More than a year after the closing of the 2019 Venice Biennale, the recovered migrant ship remains in the Arsenale, Venice’s historic shipyard and one of the exhibition’s main venues.
The vessel was recovered from the bottom of the Mediterranean by the Italian Navy in June of 2016. The municipality of Augusta then agreed to lend the ship to Büchel if he returns it after one year.
“Starting in November 2019, we have repeatedly asked Christoph Büchel and his gallery Hauser & Wirth, to respect the commitment the artist made to return [the boat] to its owner, the municipality of Augusta in Sicily, which loaned it to Büchel,” the Venice Biennale said in a statement.
Hauser & Wirth has not yet responded to Hyperallergic’s request for comment.
“Unfortunately the Biennale and our municipality are involved in a dispute with Büchel for the return of the boat to Augusta,” the Sicilian town’s mayor, Giuseppe Di Mare, told the Art Newspaper. “We are in constant contact with the director of the Biennale to resolve this matter without resorting to further action.”
The Italian newspaper La Repubblica reported that Büchel is currently involved in a separate legal dispute with the company that shipped the boat from Sicily to Venice. Büchel is reportedly seeking compensation for damages caused to the vessel’s metal cradle during the shipment.
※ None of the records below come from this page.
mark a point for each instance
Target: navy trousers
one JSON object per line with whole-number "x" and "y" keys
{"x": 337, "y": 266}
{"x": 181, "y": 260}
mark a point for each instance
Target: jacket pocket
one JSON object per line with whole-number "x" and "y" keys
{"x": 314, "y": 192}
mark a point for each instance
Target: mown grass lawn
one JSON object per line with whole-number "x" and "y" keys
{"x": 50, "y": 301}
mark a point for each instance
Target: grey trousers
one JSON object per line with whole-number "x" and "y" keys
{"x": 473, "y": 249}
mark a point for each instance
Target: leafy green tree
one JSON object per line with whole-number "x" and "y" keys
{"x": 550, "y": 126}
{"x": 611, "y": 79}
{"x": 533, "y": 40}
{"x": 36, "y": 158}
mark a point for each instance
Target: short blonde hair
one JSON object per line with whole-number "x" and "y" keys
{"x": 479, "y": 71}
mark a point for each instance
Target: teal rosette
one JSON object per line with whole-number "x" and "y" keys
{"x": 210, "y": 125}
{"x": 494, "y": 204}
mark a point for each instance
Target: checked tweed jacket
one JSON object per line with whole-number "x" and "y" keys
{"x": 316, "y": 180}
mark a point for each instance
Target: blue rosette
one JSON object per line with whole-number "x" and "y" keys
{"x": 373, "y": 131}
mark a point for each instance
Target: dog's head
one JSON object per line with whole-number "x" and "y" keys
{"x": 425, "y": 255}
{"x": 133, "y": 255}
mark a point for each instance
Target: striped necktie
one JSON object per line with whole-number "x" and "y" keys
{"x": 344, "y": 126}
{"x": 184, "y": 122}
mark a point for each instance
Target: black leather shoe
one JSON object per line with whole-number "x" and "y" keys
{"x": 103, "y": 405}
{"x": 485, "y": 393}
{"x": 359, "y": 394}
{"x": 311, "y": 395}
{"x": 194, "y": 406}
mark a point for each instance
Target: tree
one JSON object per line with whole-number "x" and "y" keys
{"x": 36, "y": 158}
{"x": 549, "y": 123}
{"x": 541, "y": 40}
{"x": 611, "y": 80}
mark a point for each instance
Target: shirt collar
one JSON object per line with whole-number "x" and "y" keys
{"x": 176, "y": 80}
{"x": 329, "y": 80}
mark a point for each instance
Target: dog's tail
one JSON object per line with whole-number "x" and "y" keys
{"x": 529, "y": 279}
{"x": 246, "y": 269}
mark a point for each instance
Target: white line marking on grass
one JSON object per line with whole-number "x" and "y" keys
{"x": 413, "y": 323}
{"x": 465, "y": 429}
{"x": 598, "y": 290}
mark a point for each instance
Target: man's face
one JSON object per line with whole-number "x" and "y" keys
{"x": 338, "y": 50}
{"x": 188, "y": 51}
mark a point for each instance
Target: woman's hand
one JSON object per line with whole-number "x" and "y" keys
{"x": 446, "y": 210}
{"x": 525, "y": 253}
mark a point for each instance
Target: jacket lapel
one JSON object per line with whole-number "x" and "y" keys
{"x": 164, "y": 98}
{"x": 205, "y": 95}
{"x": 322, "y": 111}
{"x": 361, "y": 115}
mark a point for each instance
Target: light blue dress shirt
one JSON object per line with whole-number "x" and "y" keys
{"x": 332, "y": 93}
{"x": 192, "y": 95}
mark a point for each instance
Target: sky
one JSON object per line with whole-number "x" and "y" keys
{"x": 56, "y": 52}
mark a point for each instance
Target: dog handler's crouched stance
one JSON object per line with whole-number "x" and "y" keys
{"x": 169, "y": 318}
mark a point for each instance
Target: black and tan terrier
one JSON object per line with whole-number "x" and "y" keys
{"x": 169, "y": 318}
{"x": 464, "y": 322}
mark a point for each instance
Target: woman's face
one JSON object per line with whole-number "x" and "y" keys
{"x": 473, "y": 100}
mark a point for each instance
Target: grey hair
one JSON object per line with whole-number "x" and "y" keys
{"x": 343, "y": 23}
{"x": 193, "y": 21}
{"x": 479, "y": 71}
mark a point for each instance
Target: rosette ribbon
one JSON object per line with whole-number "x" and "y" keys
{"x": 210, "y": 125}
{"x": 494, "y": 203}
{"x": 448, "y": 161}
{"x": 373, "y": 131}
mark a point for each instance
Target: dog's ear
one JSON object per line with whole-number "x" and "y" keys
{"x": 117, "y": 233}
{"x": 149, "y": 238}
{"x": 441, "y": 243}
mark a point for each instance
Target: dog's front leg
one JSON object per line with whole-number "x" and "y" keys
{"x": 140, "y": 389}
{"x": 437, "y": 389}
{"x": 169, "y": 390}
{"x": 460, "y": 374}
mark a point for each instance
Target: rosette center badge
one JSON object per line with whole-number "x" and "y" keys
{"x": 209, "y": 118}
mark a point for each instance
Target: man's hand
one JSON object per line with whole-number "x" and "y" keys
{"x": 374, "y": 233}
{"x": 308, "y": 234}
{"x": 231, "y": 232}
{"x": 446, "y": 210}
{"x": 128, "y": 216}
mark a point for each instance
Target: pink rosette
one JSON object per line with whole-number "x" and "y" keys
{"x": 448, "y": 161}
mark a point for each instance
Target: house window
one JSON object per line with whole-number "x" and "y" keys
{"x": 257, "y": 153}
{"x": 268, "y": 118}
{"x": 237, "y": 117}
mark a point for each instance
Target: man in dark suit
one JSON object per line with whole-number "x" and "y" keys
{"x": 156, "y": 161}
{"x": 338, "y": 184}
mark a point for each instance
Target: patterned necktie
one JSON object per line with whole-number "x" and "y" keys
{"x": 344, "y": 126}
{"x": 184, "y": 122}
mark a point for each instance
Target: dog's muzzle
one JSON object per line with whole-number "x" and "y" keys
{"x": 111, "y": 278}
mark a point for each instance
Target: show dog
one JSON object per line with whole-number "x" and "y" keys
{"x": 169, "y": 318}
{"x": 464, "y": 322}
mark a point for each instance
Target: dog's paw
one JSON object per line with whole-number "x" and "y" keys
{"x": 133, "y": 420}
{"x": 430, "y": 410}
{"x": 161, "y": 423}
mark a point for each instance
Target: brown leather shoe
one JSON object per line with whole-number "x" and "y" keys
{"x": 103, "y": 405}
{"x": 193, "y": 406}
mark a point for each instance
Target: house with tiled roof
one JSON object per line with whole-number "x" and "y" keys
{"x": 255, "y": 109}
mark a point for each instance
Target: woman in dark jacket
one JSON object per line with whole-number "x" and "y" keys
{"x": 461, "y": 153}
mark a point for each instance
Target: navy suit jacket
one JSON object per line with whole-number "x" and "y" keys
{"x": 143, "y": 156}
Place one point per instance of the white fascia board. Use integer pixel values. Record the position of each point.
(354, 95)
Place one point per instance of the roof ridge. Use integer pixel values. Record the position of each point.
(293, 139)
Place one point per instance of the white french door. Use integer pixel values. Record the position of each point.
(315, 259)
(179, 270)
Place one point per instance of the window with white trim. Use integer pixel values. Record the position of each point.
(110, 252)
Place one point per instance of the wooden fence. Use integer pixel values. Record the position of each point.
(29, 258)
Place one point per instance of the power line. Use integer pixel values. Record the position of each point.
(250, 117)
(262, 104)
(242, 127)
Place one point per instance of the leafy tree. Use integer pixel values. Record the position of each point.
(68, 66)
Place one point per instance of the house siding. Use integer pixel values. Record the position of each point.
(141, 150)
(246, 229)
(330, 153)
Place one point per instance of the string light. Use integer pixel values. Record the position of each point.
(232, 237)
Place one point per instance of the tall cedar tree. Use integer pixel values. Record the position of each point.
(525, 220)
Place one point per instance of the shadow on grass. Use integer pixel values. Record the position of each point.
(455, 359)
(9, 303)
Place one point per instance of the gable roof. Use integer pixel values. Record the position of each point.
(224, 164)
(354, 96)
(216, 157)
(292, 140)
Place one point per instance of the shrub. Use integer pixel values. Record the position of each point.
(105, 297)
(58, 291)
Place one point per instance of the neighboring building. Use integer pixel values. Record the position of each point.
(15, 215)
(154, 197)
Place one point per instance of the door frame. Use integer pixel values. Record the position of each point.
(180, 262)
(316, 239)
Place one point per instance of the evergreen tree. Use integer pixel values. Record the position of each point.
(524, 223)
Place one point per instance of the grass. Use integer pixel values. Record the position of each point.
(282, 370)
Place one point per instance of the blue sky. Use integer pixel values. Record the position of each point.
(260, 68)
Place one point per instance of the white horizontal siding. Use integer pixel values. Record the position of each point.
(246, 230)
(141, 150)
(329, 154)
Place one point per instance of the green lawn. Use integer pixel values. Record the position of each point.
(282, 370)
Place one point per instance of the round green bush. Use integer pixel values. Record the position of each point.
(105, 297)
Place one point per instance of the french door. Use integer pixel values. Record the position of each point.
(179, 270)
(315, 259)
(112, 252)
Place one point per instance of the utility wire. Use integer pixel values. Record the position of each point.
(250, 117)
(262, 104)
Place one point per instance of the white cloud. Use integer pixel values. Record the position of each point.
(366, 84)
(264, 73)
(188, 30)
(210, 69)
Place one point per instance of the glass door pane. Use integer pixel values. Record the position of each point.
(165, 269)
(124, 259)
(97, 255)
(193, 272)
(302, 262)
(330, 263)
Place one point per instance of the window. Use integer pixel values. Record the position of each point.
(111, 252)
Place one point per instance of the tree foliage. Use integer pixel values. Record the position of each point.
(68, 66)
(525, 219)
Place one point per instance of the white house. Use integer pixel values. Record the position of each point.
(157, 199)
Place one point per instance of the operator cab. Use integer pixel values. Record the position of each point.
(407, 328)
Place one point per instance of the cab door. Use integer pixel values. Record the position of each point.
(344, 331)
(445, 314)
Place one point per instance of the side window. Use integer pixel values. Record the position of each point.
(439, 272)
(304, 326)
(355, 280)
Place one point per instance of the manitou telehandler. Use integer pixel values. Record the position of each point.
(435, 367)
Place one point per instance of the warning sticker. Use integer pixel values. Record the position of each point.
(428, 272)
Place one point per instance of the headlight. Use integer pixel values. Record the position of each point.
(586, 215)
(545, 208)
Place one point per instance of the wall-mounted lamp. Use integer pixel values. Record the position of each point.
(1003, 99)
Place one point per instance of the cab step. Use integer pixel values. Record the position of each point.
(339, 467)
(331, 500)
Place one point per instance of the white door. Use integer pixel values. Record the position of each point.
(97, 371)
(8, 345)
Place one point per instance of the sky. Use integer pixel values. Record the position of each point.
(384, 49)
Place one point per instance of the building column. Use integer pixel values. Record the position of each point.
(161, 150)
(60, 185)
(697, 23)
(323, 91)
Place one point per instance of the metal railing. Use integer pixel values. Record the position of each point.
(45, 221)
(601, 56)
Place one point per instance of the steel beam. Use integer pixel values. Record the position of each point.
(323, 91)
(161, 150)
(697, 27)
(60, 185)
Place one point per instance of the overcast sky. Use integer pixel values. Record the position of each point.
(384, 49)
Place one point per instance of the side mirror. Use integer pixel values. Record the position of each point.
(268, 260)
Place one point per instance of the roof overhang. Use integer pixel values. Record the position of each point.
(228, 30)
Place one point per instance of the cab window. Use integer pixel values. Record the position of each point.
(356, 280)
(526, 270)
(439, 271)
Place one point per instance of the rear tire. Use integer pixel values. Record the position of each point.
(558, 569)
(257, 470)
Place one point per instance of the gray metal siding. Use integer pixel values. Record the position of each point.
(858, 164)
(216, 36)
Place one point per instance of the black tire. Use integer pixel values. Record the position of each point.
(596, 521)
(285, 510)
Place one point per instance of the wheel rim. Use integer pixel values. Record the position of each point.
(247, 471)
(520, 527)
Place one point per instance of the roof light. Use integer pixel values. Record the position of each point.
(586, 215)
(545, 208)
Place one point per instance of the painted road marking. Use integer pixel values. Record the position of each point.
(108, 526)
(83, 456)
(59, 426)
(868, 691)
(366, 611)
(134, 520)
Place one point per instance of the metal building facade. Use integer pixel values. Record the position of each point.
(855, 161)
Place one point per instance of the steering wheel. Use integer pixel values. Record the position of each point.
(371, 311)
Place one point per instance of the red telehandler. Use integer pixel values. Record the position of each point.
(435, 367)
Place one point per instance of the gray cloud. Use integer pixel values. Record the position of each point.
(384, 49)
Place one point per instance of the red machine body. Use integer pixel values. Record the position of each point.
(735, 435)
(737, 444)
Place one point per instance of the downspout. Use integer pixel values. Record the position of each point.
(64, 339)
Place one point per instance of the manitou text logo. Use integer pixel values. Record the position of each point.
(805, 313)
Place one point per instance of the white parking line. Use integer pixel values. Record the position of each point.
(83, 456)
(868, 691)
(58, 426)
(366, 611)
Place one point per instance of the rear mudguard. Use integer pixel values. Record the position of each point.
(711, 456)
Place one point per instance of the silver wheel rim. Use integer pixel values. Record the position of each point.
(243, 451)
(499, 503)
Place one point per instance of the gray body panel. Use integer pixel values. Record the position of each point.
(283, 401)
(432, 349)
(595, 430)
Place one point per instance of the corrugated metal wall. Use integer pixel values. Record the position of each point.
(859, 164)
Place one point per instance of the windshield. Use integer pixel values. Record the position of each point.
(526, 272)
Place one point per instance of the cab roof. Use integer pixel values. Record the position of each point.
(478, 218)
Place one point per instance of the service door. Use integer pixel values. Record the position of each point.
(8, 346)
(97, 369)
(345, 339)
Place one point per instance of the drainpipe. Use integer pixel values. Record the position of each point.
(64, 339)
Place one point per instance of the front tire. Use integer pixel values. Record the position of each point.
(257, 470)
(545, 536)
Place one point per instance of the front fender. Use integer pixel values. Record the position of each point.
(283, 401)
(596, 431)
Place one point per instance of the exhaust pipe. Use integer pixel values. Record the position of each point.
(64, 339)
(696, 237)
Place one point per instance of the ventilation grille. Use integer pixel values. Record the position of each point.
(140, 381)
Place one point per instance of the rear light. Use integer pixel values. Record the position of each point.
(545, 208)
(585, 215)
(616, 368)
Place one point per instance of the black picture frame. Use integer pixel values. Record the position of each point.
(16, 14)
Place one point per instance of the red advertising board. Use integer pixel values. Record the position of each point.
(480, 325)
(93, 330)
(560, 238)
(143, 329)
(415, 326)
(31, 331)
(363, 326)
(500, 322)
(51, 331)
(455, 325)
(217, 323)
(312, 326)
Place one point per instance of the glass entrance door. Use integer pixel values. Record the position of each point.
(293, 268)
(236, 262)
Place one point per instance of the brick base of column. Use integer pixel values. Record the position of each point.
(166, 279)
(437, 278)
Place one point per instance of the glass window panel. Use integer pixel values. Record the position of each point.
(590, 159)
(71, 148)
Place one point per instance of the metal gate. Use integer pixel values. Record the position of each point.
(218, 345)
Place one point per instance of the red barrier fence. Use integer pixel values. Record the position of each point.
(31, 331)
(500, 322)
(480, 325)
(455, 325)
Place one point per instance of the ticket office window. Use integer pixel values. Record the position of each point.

According to the report, he unsuccessfully tried to recoup costs from the Biennale’s insurance policy.
“Presenting the wrecked ship at the Biennale would never have been permitted had not Christoph Büchel agreed to be responsible for the costs of returning it after the exhibition,” said Ralph Rugoff, the curator of the 2019 Venice Biennale, in a statement to the Art Newspaper. “Christoph spoke often of his desire to bring the boat to Brussels as a way of calling attention to the EU’s role in the immigration crisis, and I certainly hope he finds a way to do this but in the meantime he and his supporters should fulfill his agreement to return the boat to its legal home.”